NorthWestern Energy reported multiple power outages affecting hundreds of customers across the state in locations such as Bozeman, Belgrade, Billings, Great Falls and Geraldine, according to ABC/FOX Montana.

Wintry conditions were impacting Interstate 90 near Bearmouth, Mont. on Sunday. (Montana Department of Transportation)

Emergency travel only was recommended in some areas along the eastern edge of the Rocky Mountain Front and treacherous travel was reported around the region. Montana Gov. Steve Bullock declared an emergency Sunday for areas hit by the early-season snowstorm, which allows the state to mobilize resources to help affected areas.

“Montanans should heed all warnings from state and local officials, travel safely, and be cautious during this time," he said.

A motorist travels along U.S. 287 near Norris, Mont. during a snowstorm on Sunday. (Montana Department of Transportation)

The Montana Department of Transportation warned motorists of severe driving conditions on several roadways, including portions of U.S. 89 and U.S. 2.

Near Browing, officials warned drivers that conditions were deteriorating.

"Blackfeet law enforcement services would remind the public that it is still emergency travel only. Plows are working on the Main highways at this time and vehicles are making it extremely difficult to get them cleared due to being stuck," Blackfeet Law Enforcement Services said on Facebook. "We ask that you remain at home where you are safe. If vehicles are left unattended and causing a road hazard they will be towed.

Whiteout conditions can be seen on Interstate 15 near Sieben, Mont. on Sunday as an early-season winter storm impacts the region. (Montana Department of Transportation)

A semi-truck was also reported to have spun out along Interstate 15 near Cascade, blocking both of the northbound lanes, according to ABC/FOX Montana.


Following the storm, temperatures are expected to drop into the teens and 20s across much of western and central Montana overnight Monday.

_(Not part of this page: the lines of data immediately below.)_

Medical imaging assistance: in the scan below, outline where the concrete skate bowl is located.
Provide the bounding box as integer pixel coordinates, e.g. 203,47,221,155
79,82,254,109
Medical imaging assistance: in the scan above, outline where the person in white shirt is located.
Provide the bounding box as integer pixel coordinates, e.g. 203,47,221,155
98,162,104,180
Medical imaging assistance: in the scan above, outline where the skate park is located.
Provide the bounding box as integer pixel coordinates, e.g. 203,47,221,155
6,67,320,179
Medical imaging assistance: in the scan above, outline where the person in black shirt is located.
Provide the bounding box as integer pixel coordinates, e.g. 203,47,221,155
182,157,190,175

The weekend storm system was also bringing strong winds and snow to the mountains of northern Washington and northern Idaho.

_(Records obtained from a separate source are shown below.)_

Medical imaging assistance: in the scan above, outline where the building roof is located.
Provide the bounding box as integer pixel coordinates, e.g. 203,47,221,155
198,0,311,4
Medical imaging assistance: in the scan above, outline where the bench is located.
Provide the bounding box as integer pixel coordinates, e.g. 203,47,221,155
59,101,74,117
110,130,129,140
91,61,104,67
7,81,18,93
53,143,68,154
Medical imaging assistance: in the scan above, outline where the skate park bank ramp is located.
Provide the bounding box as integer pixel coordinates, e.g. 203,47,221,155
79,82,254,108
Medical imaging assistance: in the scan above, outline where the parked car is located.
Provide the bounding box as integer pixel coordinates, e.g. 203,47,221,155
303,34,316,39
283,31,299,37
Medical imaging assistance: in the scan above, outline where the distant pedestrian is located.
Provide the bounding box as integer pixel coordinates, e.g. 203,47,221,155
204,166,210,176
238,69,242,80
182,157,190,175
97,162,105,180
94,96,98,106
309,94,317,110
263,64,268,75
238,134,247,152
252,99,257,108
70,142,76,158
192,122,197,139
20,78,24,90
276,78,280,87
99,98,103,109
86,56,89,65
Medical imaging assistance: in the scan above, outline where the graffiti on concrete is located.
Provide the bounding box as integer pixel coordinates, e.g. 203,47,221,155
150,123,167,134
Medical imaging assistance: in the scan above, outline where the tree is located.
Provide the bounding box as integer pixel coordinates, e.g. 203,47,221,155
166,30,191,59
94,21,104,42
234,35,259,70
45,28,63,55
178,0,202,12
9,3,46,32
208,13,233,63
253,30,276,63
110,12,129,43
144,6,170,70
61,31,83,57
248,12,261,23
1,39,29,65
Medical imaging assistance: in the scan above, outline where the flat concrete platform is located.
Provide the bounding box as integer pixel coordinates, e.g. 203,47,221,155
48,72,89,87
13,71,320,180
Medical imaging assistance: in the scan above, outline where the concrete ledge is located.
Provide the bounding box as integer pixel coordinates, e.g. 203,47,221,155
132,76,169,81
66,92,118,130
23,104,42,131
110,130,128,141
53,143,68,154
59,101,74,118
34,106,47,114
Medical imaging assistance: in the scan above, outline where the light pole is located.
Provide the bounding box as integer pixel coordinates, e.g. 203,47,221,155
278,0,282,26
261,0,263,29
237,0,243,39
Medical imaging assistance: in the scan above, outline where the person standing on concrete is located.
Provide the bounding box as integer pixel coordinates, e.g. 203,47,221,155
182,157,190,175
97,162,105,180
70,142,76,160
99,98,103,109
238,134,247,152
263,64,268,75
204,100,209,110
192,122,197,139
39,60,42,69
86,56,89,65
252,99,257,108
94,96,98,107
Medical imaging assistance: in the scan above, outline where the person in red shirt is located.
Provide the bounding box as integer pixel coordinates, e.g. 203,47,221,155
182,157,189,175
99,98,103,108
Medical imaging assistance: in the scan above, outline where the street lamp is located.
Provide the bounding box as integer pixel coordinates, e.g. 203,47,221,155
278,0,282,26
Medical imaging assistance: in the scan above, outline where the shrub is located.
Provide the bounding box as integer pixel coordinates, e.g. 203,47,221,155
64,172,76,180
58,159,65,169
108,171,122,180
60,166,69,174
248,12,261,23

In Spokane, Wash., the NWS Spokane office recorded 1.9 inches of snowfall at the Spokane International Airport Saturday. That was the first measurable snowfall recorded on Sept. 28 since records have been taken in Spokane beginning in January of 1881, according to FOX28.

Homeless shelters in the city were relaxing their entrance policies and the city was preparing a backup shelter, if needed.

Dave Wall, a Union Gospel Mission spokesman, said the shelter's director and Spokane's mayor agreed the mission would not enforce its drug and alcohol policies while temperatures were below freezing, as long as patrons weren't acting unsafe, The Spokesman Review reported.

The Associated Press contributed to this report.